McLaren Artura Spider: Einer für alles
Monaco ist ein Phänomen – und eine Reise wert. So zumindest sehen es mehr als fünf Millionen Besucher jährlich. Verglichen mit den monegassischen Einwohnern sind das etwa 137-mal so viele. Knapp über 2000 Quadratkilometer, die eine Anziehungskraft ausstrahlen wie wenige Orte sonst auf der Welt. Dabei geht es nicht darum, an den schönsten Stränden zu entspannen. Davon gibt es an der Côte d’Azur schönere. Oder an den Promenaden zu flanieren. Nein. Auch das Angebot an Sehenswürdigkeiten ist nicht gerade üppig. Sicher, ein paar schöne Bauten hat der Stadtstaat schon zu bieten: das Casino, die Fünf-Sterne-Hotels, den Fürstenpalast. Insgesamt ist das Bild aber geprägt von Hochhäusern, viel Asphalt – und natürlich von einem über das gesamte Jahr hinweg nahezu ausgebuchten Yachthafen. Die hohe Auslastung mag daran liegen, dass der Port Hercule nicht groß ist, angesichts der stattlichen Gebühren für einen Liegeplatz, vor allem am Formel-1-Wochenende, überrascht der Andrang aber doch.
Geräuschlos durch den Stadtverkehr
Oder vielleicht doch gerade nicht. Schließlich lebt Monaco vom Image, die Heimat des ultimativen Luxus zu sein. Hinsichtlich der engen Bebauung, des ständigen Trubels und der überfüllten Straßen ein Mysterium, doch Fakt ist: Der Mythos lebt.
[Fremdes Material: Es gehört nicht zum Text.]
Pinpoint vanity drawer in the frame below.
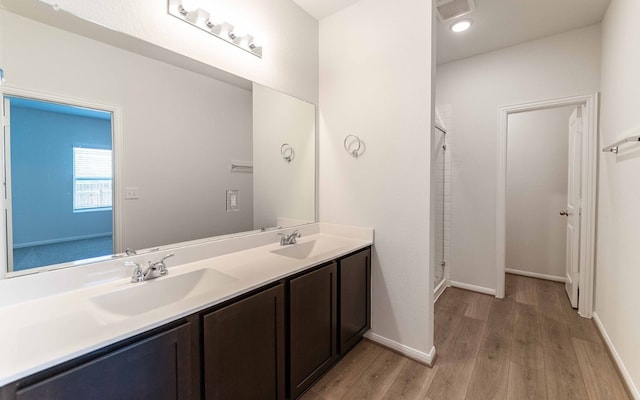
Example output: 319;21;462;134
15;322;192;400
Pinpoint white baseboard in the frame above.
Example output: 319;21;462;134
504;268;567;283
364;331;436;367
593;311;640;400
449;281;496;296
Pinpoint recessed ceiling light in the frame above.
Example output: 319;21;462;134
449;19;473;33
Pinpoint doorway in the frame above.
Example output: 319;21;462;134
2;88;118;276
496;94;597;317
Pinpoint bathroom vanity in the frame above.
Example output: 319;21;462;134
0;227;372;400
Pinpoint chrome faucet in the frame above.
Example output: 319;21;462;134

An der Entstehung des Nimbus als Treffpunkt des internationalen Geldes haben auch massen- und fernsehtaugliche Events ihren Anteil. Wie das Internationale Zirkusfestival oder ebenjener Rennsportzirkus der Formel 1, Treffpunkt der internationalen Prominenz. Monaco ist ein Mysterium. Eine Idee. Eine Fantasie. Kein Renault, kein Peugeot oder Citroën ist zu sehen, die für gewöhnlich die französischen Straßen, auch an der Côte d’Azur, verstopfen. Aber was ist im Süden Frankreichs schon gewöhnlich? In Monaco zählt mehr als in Nizza oder Cannes: sehen und gesehen werden. So überrascht es die Menschen dort auch wenig, dass ein Neuer in der Stadt ist – der McLaren Artura Spider.
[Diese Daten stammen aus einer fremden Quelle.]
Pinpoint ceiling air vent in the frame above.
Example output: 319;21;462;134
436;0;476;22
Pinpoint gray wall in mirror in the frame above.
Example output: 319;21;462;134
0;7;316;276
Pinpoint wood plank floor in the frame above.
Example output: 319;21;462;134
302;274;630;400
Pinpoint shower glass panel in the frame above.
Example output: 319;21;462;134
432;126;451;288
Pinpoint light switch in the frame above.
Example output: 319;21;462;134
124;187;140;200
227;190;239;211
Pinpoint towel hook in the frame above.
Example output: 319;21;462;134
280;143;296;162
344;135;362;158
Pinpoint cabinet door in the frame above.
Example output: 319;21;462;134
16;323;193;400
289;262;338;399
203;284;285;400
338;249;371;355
Immerhin: Einige Hobbyfotografen reagieren auf den sportlichen Briten, denn der neueste McLaren fällt auch unter all den anderen Hypercars auf. Übrigens auch hinter seinem Bruder, dem McLaren 765LT, den wir zufällig auf unserer Ausfahrt treffen und vom Hafen, die Avenue des Spélugues abwärts, bis zur wohl berühmtesten Haarnadelkurve der Welt, der Loews-Kurve, folgen. Dass wir in den knapp fünf Minuten im stockenden Verkehr sogar die Auslöser der Fotojäger am Straßenrand hören, liegt zum einen daran, dass wir in McLarens neuem Hybrid-Sportwagen offen fahren, zum anderen, dass wir mit dem Wagen selbst gerade kein Geräusch von uns geben. Im Stop-and-go-Verkehr hinauf zur Place du Casino schaltet der Artura Spider automatisch den 605 PS starken 3,0-Liter-V6-Motor ab. Wir gleiten – soweit es die Verkehrssituation zulässt – mit 95 PS E-Power im Rücken die Avenue de Monte-Carlo hoch. Das macht Eindruck, selbst hier in Monaco.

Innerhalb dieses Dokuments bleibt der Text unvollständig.